August 12, 2021
WARSAW (Reuters) -Poland’s prime minister on Thursday rejected criticism of bills concerning media ownership and property restitution passed by parliament, after the United States, one of Warsaw’s most important allies, denounced the legislation.
In a tumultuous sitting of parliament on Wednesday, Polish lawmakers passed a bill that would strengthen a ban on firms from outside the European Economic Area controlling Polish broadcasters.
The opposition says the bill aims to gag the news channel TVN24, which is owned by U.S.-based media group Discovery Inc and is critical of the right-wing nationalist government.
U.S. Secretary of State Antony Blinken said Washington was “deeply troubled” by the passage of the bill, which he said targeted the most-watched independent news station in Poland and one of the largest U.S. investments in the country.
Polish Prime Minister Mateusz Morawiecki denied this.
“We do not have any intentions regarding a specific TV channel, it is just about tightening the regulations, so that there is no situation in which companies from outside the European Union would buy media in Poland,” he told a news conference.

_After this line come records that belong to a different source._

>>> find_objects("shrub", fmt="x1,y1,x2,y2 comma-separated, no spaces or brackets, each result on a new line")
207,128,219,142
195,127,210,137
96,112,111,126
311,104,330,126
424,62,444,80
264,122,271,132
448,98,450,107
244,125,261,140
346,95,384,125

Blinken had also called on Poland not to proceed with legislation that is expected to make it harder for Jews to recover property seized by Nazi German occupiers during the Holocaust and kept by postwar Communist rulers.
Morawiecki said the law was implementing a 2015 ruling by Poland’s Constitutional Tribunal that a deadline must be set after which faulty administrative decisions can no longer be challenged.
“This has nothing to do with the fears expressed by our American friends about us,” he said.